Covid, il microbiologo Andrea Crisanti: il programma per la distribuzione del vaccino di Arcuri è senza una certificazione della comunità scientifica. La validità del prodotto non può deciderla la politica o un’azienda. «Sa quanti vaccini sono stati ritirati dopo essere entrati in produzione? Perché magari è stato dimostrato che non funzionavano o perché sono comparse delle complicazioni. In questo caso, poi, avendo avuto finanziamenti statali in anticipo, si sono potuti permettere di fare tutto di corsa perché ogni rischio economico ricade su chi ha messo i quattrini. Ma c’è un punto fermo e imprescindibile: un vaccino è tale quando chi l’ha prodotto ha convinto la comunità scientifica, non quando decidono loro».
Qui si è andati di corsa bruciando ogni tappa Professor Andrea Crisanti, davvero non farebbe il vaccino a gennaio?
«Io ho solo detto che per farlo vorrei vedere prima i dati. Vorrei cioè esserne convinto e per esserlo devo leggere una pubblicazione che sia certificata dalla comunità scientifica, la sola garanzia di validità, che in questo momento però non c’è. La validità non la può decidere un’azienda o la politica. E poi si lamentano che la gente è diffidente».
Il commissario Arcuri ha già stabilito una scaletta: 1,7 milioni di italiani potranno essere vaccinati nella seconda metà di gennaio con la somministrazione di 3,4 milioni di dosi. L’Italia ha opzionato 27 milioni di vaccino Pfizer. Entro il terzo trimestre del prossimo anno una parte importante della popolazione avrà il vaccino…
«Ma tutto questo per me non ha senso se non c’è il timbro della scienza e, ripeto, io questo timbro non l’ho ancora visto. Non sono un no-vax ma penso che comportamenti così poco ortodossi nella distribuzione di un prodotto importante possano favorire proprio l’approccio di chi è contrario ai vaccini.

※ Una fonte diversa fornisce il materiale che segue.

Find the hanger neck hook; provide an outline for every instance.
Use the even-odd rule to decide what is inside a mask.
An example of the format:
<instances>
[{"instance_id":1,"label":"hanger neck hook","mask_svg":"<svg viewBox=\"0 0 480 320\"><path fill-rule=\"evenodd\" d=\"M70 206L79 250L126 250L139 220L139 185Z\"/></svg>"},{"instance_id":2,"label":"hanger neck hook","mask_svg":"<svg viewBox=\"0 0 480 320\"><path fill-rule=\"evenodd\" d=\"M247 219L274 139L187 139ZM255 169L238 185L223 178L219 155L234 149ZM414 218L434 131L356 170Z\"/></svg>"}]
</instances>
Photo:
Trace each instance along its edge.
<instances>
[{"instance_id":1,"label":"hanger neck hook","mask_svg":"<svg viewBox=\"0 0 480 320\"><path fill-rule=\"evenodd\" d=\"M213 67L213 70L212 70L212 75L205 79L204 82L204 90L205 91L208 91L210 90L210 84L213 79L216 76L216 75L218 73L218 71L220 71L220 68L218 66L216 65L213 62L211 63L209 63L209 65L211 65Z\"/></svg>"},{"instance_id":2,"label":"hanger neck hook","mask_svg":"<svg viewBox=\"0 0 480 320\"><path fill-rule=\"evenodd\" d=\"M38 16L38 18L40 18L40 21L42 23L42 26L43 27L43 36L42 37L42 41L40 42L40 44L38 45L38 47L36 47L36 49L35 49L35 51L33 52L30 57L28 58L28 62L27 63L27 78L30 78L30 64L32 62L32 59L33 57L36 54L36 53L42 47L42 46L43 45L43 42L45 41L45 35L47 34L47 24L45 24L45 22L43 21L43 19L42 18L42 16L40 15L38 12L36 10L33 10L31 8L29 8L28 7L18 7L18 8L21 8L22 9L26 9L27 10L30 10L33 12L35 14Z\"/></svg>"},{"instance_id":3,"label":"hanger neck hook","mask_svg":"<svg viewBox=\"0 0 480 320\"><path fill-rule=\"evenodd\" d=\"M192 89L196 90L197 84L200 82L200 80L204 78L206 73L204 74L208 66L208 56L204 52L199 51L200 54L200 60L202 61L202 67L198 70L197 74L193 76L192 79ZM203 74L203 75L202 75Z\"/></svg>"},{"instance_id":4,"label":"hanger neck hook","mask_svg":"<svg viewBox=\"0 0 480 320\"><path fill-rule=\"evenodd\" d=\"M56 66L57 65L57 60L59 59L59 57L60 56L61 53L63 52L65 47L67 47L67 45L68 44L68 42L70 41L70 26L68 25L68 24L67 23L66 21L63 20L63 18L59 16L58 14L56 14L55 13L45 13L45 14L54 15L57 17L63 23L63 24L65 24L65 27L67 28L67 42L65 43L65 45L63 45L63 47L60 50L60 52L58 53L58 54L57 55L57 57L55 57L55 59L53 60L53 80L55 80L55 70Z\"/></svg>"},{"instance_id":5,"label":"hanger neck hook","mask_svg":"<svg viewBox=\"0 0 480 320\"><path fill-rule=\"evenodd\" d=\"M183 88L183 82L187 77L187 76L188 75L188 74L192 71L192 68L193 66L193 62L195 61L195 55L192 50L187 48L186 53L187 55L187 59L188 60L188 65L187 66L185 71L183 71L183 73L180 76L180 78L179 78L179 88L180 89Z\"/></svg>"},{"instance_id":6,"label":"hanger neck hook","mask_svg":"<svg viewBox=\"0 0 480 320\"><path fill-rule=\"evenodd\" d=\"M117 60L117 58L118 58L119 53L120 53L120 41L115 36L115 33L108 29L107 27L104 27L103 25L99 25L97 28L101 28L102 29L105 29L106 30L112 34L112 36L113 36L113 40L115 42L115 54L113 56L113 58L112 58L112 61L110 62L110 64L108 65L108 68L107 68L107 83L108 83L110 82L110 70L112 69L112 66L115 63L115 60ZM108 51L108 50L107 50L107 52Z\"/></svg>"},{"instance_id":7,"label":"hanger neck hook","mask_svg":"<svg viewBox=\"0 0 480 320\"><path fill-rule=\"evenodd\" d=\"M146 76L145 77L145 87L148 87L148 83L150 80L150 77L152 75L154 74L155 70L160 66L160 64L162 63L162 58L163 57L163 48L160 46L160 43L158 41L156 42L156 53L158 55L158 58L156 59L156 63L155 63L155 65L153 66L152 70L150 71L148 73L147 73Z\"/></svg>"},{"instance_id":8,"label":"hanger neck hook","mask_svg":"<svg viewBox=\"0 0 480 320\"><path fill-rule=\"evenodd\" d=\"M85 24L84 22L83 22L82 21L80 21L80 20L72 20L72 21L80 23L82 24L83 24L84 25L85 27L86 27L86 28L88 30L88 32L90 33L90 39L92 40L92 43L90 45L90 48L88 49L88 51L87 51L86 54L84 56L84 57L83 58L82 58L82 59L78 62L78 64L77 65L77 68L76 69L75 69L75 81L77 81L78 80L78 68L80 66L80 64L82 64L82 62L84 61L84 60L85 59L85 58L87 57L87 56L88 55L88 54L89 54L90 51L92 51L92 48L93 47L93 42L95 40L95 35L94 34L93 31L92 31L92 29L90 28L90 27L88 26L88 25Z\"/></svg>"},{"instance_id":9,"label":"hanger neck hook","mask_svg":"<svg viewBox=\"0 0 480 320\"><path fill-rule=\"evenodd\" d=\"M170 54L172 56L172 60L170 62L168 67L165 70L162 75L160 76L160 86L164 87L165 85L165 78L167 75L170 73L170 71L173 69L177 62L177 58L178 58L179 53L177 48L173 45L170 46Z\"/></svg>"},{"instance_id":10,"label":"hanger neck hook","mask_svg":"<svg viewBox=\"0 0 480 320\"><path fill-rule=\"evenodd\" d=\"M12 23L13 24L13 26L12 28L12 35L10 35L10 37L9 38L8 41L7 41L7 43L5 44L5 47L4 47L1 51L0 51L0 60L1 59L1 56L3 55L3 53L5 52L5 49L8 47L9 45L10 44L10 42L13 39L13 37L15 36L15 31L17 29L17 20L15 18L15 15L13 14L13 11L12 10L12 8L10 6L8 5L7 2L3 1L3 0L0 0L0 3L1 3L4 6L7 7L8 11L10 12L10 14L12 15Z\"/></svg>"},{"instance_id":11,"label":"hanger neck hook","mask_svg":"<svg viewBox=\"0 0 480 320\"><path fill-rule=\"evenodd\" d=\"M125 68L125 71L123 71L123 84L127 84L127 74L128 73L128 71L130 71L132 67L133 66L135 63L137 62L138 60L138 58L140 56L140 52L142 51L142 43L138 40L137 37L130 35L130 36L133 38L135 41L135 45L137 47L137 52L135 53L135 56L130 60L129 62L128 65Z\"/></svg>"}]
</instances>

Guardi, facciamo così, quando uscirà una pubblicazione scientifica andrò a vaccinarmi e mi faccio pure fotografare».Per quale motivo aziende come Pfizer, Moderna e AstraZeneca, quest’ultima in collaborazione con lo Jenner institute dell’università di Oxford nell’Inghilterra dove lei ha lavorato a lungo, dovrebbero esporsi a un clamoroso rischio di insuccesso?
«Sa quanti vaccini sono stati ritirati dopo essere entrati in produzione? Perché magari è stato dimostrato che non funzionavano o perché sono comparse delle complicazioni. In questo caso, poi, avendo avuto finanziamenti statali in anticipo, si sono potuti permettere di fare tutto di corsa perché ogni rischio economico ricade su chi ha messo i quattrini. Ma c’è un punto fermo e imprescindibile: un vaccino è tale quando chi l’ha prodotto ha convinto la comunità scientifica, non quando decidono loro».
Il vaccino fra due mesi è solo una grande illusione?
«No, non ho detto questo: il vaccino può anche funzionare ma chi lo produce ha l’onere di dimostrarlo e la comunità scientifica ha il dovere di verificarlo».
Lei ha detto che normalmente ci vogliono dai 5 agli 8 anni per produrlo…
«Certo, ma è anche vero che questo è il tempo che impiegano le aziende per fare le varie fasi, la 1, la 2 e la 3, in sequenza. In questo caso si è andati veloci e le tre fasi sono andate in parallelo. Questo significa prendersi dei rischi, perché se c’è un problema nelle fasi 1 e 2 devi tornare indietro per verificare quello che è successo e quello che è successo al momento lo sanno solo i produttori».
Qualcuno potrebbe dire che lei fa il microbiologo e non l’immunologo e certe cose non può saperle…
«Ma questa non è una questione di specializzazione, stiamo parlando di procedure standard che riguardano ogni sperimentazione. Non mi sembra di aver detto nulla di straordinario. Il vaccino dev’essere testato e deve soddisfare tutti i criteri di sicurezza ed efficacia, punto. Le scorciatoie non servono a nessuno. Lo dico perché non vorrei che poi ci si pentisse».
Nel frattempo?
«Nel frattempo bisogna riportare il sistema sotto controllo. Le misure di contenimento sono necessarie per abbassare la curva dei contagi ma in queste settimane bisognerebbe investire su una struttura di sorveglianza che ci consenta di consolidare le misure di restrizione, in modo da essere pronti a contenere l’epidemia quando ci saranno le aperture, ed evitare così una terza ondata».